There are cases where clinical trials require amendments either just before commencement or during the study. New data might mean IMPs are affected. Perhaps dosage can be increased or expiry dates can be extended. To overcome these changing requirements, just-in-time (JIT) production delivers much-needed flexibility for labelling and packaging. As Leak presented, JIT production allows labelling at the point of distribution, reduces cost and time required in multiple packaging runs, adheres to GMP processes, extends expiry dates and allows the most accurate cautions. It can also help in cases of limited supply where IMPs need to be pooled in a study.

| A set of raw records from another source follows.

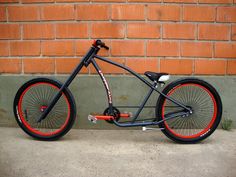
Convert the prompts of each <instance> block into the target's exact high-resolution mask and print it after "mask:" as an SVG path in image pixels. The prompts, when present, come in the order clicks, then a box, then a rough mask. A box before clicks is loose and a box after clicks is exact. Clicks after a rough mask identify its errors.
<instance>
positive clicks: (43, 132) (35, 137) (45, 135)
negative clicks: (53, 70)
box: [14, 78, 76, 140]
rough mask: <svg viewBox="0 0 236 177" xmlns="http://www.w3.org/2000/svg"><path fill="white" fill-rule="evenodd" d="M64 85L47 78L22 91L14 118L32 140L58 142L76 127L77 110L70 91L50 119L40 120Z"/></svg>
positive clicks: (15, 109)
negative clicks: (53, 141) (54, 97)
mask: <svg viewBox="0 0 236 177" xmlns="http://www.w3.org/2000/svg"><path fill="white" fill-rule="evenodd" d="M61 86H62V84H61V83H59V82H57V81H55V80H51V79H47V78H37V79H33V80H30V81H28V82H26V83H25V84H24V85H22V87H21V88H20V89H19V90H18V92H17V94H16V96H15V100H14V114H15V118H16V121H17V123H18V124H19V126H20V127H21V128H22V129H23V130H24V131H25V132H26V133H27V134H29V135H30V136H32V137H34V138H37V139H40V140H55V139H58V138H60V137H61V136H63V135H65V134H66V133H67V132H68V131H69V130H70V129H71V127H72V125H73V123H74V120H75V115H76V111H75V110H76V109H75V108H76V107H75V102H74V99H73V97H72V95H71V93H70V91H69V90H68V89H64V91H63V92H62V95H61V97H60V99H59V100H58V102H57V103H56V105H55V106H54V107H53V109H52V110H51V111H50V112H49V114H48V115H47V117H46V118H45V119H43V120H41V121H40V122H38V119H39V117H40V116H41V115H42V113H43V112H44V111H45V109H46V108H47V107H48V105H49V104H50V102H51V100H52V99H53V97H54V95H55V94H57V93H58V91H59V89H60V88H61Z"/></svg>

Fortunately, those in need of medication no longer need to study a porcupine’s eating habits to discover treatment options for human ailments. The rigour of formal clinical trials replaces this guesswork, yet, they are not without risk. Studies have to meet stringent control conditions whereby IMPs are administered correctly. Choosing the right information to print on the hardiest labels is essential to ensuring safety of participants and the integrity of clinical trials.